Cantar e contar a história com arte

Na palidez do horizonte futuro a partir do sétimo ano da década 70, para conversar, beber uns copos e cantarolar, uma malta, então jovem, juntava-se as sextas ou sábados, algures na cidade de Maputo.

Nessa espécie de anestesia para a realidade adversa dos anos 80 de um Moçambique infermo por uma guerra violenta, esse grupo desenhava uma paisagem alegre aos acordes de uma guitarrada e umas cervejas na casa de amigos.

Entre os personagens desses episódios desinteressados com qualquer próposito de missão estavam Hortêncio Langa, que compôs um dos poemas mais bonitos sobre a capital, “Maputo”, Joel Libombo que se tornou ministro dos Desporto e Juventude, anos mais tarde. Mais discreto para a cena artística estava António Prista, o Comandante como é chamado no TP50, projecto multidisciplinar que este ano completa 16 anos.

“Não precisava combinar, o único ponto era saber onde é que vai ser, na minha casa, na Manuel Soeiro, Joel Libombo, Siro Pereira, Hortêncio Langa”, recorda, com brilho nos olhos, Tó Prista, como o tratava a malta.

Eram sete ou oito casas, conta, rememora que foi numa época de falta de tudo, de energia, de água. De tal modo que, embora fosse no final do dia, não eram jantares, de própsito ia-se depois de se fazer essas refeições. “Não havia condições”, sublina.

Não deixa de ter graça que desse grupo que mais tarde deu origem, obedecendo, literalmente as linhas tortas que escrevem as nossas vidas, ao TP50, apenas, conta Prista, que me recebeu na varanda da sua casa numa destas tardes, vinte por cento, dos vinte regulares na convivência eram artistas, nomeadamente Raul Calane, Mussá Tembe, a Yola (mãe da Xixel Langa), Arão Litsuri, sem contar com os seus filhos, alguns dos quais mais tarde encontraram na arte a sua forma de ser e estar, como, por exemplo o Miguel Prista e o Texito. A Xixel, ainda pequena já a bailarina, que hoje vemos nos placos.

Dando um salto no tempo, para algumas decádas depois, até porque com a abertura do país para o mercado livre, as pessoas foram se despersando, parámos em 2007, quando Prista completou 50 anos.

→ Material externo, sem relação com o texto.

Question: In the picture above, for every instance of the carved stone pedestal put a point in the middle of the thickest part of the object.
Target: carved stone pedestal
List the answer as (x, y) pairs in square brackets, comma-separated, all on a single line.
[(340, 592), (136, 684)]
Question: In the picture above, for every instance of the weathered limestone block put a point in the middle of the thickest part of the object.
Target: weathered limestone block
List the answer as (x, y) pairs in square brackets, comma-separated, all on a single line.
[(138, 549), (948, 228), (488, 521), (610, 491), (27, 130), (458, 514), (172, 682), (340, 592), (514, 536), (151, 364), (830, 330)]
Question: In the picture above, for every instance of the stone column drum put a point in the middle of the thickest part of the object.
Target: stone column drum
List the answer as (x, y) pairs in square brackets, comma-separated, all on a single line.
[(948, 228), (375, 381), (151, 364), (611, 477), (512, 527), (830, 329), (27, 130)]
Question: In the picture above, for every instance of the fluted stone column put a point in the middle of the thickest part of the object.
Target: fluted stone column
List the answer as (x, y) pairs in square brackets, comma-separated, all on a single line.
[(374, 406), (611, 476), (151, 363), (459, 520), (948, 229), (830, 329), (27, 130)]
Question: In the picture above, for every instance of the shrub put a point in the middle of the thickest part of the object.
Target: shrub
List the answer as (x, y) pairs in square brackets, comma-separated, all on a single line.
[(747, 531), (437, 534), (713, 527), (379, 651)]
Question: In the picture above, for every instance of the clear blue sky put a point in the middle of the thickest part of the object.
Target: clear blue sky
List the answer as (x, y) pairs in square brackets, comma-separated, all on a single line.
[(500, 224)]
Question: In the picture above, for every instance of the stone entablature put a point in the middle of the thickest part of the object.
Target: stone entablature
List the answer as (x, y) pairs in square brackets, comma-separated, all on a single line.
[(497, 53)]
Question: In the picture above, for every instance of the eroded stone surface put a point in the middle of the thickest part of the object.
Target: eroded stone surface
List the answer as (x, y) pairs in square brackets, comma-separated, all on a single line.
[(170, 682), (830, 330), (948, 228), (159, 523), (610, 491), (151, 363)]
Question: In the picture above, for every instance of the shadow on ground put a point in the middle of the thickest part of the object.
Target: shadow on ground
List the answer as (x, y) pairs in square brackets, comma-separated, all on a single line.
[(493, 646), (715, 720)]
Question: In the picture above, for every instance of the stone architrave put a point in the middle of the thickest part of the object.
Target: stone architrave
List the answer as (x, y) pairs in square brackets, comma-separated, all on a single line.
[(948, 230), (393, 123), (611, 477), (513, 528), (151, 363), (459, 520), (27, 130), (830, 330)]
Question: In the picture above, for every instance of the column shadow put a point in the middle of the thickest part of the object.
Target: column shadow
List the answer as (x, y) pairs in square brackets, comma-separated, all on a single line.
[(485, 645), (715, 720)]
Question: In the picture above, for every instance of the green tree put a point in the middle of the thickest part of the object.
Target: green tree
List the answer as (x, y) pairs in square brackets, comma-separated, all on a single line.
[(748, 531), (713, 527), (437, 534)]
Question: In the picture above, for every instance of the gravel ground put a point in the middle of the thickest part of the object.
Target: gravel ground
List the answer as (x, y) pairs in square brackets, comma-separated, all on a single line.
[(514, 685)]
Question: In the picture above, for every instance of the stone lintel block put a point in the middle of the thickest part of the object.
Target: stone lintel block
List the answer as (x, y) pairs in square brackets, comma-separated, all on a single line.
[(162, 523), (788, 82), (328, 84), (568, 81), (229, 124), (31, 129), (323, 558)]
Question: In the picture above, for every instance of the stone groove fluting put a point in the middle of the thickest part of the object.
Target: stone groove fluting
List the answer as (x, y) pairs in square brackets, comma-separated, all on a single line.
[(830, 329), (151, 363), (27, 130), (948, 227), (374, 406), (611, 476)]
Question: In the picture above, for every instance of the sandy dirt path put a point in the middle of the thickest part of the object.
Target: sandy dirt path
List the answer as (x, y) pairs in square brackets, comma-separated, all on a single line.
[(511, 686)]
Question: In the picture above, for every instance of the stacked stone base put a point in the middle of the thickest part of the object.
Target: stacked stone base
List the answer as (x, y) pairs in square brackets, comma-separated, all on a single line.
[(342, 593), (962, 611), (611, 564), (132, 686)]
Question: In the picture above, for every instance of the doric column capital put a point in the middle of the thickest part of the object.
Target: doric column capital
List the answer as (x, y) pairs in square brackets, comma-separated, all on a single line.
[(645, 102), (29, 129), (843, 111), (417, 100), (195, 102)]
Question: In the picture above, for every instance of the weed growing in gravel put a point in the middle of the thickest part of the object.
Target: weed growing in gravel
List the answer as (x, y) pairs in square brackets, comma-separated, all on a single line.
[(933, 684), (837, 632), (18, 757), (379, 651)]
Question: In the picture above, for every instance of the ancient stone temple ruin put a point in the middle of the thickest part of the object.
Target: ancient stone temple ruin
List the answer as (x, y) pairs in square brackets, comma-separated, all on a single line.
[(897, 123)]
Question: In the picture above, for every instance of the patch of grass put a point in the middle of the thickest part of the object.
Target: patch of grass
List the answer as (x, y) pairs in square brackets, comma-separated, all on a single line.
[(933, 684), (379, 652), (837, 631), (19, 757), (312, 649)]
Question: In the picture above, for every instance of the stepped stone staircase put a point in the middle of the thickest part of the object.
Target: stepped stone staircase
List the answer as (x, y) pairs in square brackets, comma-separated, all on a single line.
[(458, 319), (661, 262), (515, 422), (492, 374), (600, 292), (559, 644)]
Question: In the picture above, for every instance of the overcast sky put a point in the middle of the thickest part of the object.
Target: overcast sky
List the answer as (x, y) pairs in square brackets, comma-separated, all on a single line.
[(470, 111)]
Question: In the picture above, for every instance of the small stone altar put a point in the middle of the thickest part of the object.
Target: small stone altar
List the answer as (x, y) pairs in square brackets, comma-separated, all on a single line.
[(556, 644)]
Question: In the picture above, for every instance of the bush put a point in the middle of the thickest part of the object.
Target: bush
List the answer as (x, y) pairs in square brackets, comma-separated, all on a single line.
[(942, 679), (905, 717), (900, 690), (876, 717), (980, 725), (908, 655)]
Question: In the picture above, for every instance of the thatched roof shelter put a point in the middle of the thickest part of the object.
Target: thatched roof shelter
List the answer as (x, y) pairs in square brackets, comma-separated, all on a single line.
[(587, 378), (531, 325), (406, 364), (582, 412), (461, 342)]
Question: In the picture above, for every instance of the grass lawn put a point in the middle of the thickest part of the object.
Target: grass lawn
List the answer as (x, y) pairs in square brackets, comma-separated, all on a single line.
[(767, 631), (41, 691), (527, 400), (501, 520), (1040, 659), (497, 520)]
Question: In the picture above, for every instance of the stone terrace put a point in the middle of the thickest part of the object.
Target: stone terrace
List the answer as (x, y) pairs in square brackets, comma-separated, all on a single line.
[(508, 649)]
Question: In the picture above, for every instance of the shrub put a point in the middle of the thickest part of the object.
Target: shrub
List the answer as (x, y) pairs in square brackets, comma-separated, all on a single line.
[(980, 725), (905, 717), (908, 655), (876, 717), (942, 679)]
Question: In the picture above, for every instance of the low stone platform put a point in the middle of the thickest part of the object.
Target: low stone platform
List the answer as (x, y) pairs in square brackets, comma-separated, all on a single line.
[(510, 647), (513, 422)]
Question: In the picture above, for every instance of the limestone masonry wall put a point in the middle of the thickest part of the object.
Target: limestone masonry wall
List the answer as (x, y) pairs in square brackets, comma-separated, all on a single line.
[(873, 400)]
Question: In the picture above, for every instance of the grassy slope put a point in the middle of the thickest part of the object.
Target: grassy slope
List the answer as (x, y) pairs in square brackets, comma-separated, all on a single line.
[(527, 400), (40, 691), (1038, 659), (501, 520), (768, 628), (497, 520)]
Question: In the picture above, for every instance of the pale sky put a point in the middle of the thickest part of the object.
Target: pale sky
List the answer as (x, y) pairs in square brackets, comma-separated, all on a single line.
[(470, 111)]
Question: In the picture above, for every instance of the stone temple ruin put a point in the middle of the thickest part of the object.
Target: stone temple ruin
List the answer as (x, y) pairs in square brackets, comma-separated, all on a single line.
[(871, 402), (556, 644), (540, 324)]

“Eu quis homenagear as pessoas que sempre viveram comigo e tracei um roteiro desde a minha infância até aquele momento” contou Prista que, para tal, recorreu a música para tal. “Não tinha nenhuma intenção artistica, era apenas para celebrar a vida”.

Na altura António Prista morava no Brasil e veio de próposito para essa celebração. Pediu ao Hortêncio Langa para escolher os elementos da banda que o acompanharam Prista.

Langa, por sua vez, convidou Timoteo Cuche, Nádia Cosmo, Catarina Rombe, Samito Tembe, Sérgio Mudjidji, António Marmelo, Siro Pereira, Dida, Elsa Mutemba, Joel Libombo, Jorge Vaz, Manuela Sueiro, Roque Jamal e Joni Schwalbach. Estava previsto duas horas de concerto, que acabaram levando 4. E dessa junção entre música e teatro surgiu o prototipo de TP50.

“Quando regressei ao Brasil eles continuaram e deram o nome de TP50 ao projecto”, conta Prista que não concordou que Tô Prista fosse usado para tal, pois ele já não estava e, como já tinha escrito acima, era para ser circunstancial. Mas de nada valeu a sua contestação, o grupo estava mesmo decidido a apresentar-se para um público maior.

Regressado definitivamente ao país, seis meses depois, os músicos o convidaram a liderar a banda que acabou se tornando uma enorme orquestra com mais de 200 integrantes.

As primeiras performances foram com música brasileira, bossa e MPB no essemcial, a explorar o seu sentido poetico. Até porque é o que ouviam “back in the years” nas sentadas.

O impacto foi tal, que se decidiu capitalizar a aceitação fazendo tributos a músicos e escritores moçambicanos como pretexto para, através da sua obra percorrer a história do país como se viu desde a homenagem ao Hortêncio Langa, Calane da Silva, Mia Couto e tantas outras apresentações do grupo.

Actualmente conta quatro álbuns, dois livros e dois songbooks. Além do portal da música, um repositório de músicos nacionais. Anualmente realiza espectáculos temáticos, entre outras actividades.